Dating Deal Breakers
If you do not know what this term means, it is quite possibly due to the fact that you have not been single recently. Single for the last 36 years, I am very familiar with and knowledgeable of this phrase. Dating can be fun. Dating can be frustrating. Some even purport dating to be like warfare. Not dating at all totally sucks.
In business-speak, here is the definition of a deal-breaker (DB): Significant point that could terminate the negotiation.
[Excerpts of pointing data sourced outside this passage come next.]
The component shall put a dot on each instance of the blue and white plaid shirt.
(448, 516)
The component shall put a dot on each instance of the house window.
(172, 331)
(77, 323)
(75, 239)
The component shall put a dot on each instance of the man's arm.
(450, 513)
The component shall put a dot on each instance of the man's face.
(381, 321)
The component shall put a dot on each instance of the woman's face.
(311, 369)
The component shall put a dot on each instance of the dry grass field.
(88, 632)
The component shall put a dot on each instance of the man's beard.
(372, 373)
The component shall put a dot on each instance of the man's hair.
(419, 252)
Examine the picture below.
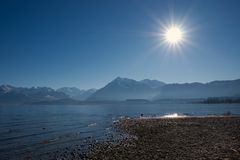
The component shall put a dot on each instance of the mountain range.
(121, 89)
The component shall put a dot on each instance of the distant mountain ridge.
(120, 89)
(123, 88)
(76, 93)
(11, 94)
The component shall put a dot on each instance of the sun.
(173, 35)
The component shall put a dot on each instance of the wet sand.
(174, 138)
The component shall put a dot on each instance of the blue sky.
(88, 43)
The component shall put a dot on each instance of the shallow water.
(36, 130)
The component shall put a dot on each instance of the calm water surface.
(36, 130)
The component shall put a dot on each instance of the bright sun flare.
(173, 35)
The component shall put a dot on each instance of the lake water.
(32, 131)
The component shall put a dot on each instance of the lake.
(33, 131)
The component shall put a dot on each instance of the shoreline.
(174, 138)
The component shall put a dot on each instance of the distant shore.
(175, 138)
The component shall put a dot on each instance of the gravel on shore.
(174, 138)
Dating really is a negotiation isn’t it? Besides being a fancied up interview, w/food and drinks, dating is all about checking each other out. Assessing one’s DBs. What are we willing to put up with? The first round is usually the physical DBs (a guy 6 inches shorter than me). Next are the socio-economic DBs (lives with parents or has no friends). Then come the political DBs (views Tom DeLay favorably) and don’t get me started on all the various religion DBs. These are the easy ones to figure out, right outta the gate. Once the low-hanging potential DBs are successfully passed, one must investigate deeper to get to those flashing yellows/reds. If you do not know what these terms mean, it is quite possibly due to the fact that you have not been single recently. I certainly do not hold this against you, but I do ask that you read on.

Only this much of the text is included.